信子の心の内が表情に滲み出ていたのか、店主は嬉しそうに目を細める。
「もちろんです。この間お見せした通り、色味もカットも違うものをたくさん揃えておりますから、あなたにぴったりの一石を探しましょう」
新幹線は平日の昼間ともなると自由席でもかなり空きがある。ほとんどの荷物は引っ越し業者に預けたため、貴重品やパソコンなどを入れた小さなリュックをひとつ抱えて窓際の席に座る。しばらく向かいのホームを眺めていると、音もなく景色が流れ始めた。これから三時間もすれば実家の最寄り駅に辿り着く。
窓から見える、大学生の時から住んでいた街並みはどんどん移り変わって見知らぬ土地になり、やがてトンネルで途切れた。ここから先はトンネルから出たり入ったりが続く。

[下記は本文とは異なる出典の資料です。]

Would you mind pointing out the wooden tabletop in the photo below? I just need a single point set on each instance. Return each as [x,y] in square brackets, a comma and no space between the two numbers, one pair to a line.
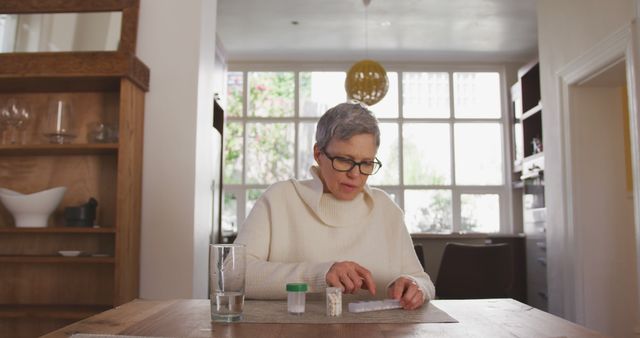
[191,318]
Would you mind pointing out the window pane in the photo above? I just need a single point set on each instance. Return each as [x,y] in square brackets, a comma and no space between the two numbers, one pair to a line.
[426,153]
[388,152]
[271,94]
[233,153]
[476,95]
[393,194]
[388,106]
[306,140]
[480,213]
[269,152]
[229,214]
[425,95]
[428,210]
[252,198]
[320,91]
[234,94]
[478,149]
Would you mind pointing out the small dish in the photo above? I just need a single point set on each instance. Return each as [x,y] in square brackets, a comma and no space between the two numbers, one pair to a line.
[70,253]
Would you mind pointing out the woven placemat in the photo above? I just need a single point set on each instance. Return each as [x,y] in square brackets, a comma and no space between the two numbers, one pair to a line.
[257,311]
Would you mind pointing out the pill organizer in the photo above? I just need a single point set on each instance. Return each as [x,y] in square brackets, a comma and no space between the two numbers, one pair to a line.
[374,305]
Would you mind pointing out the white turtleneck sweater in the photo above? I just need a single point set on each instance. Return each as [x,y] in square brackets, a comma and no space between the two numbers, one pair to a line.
[295,232]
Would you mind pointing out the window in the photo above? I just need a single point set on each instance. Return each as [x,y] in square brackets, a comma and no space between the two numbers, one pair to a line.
[442,144]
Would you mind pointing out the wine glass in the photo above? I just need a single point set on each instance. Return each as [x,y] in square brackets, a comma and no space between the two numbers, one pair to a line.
[15,115]
[21,121]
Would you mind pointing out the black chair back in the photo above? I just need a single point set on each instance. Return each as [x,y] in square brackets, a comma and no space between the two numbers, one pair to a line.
[475,271]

切れ切れの景色を見るのにも飽きて、リュックから巾着を取り出し中に入っていた小さなケースを手に取る。小さく揺らしてみると涙型の結晶が照明の光でレモン色に輝いた。小さいので装身具にするには物足りないかもしれないが、お守りとしてなら十二分な質があると店主が勧めてくれたものである。
――不思議だ。
信子は改めて思う。
何も変わらない日常の延長にある雨の夜、ただの雨宿りのはずだったのに、偶然開かれた扉の先には全く知らない世界が待っていた。自分には縁がないと思っていた、煌めく石の世界。信子が見たのはその中のほんの一部に過ぎないが、それでも興味深い話や意外な共通点を見つけることができた。それも一期一石堂のオーナーが信子を誘い、そっと別世界の扉の先を覗かせてくれたからで、そうでなければただお礼を言うだけで終わっていただろう。
――あんな人になりたい。いつか私も、自分の得意なことで社会の役に立ちたい。そしていつか、一石さんのように仕事を通して人を助けられたなら。
今回触れたような未知の世界がきっと、想像している以上にこの世のあちこちに広がっているのだろう。慎重に世の中を見ていれば、その中にひとつくらいはきっと、自分に合う仕事が見つけられるはずだ。そう考えたらじわじわと胸が熱くなった。
――……大丈夫、私の人生はまだ始まったばかりなのだから。
長い長いトンネルを抜け、窓からの光が差し込む。石は陽光を受けて更に輝いた。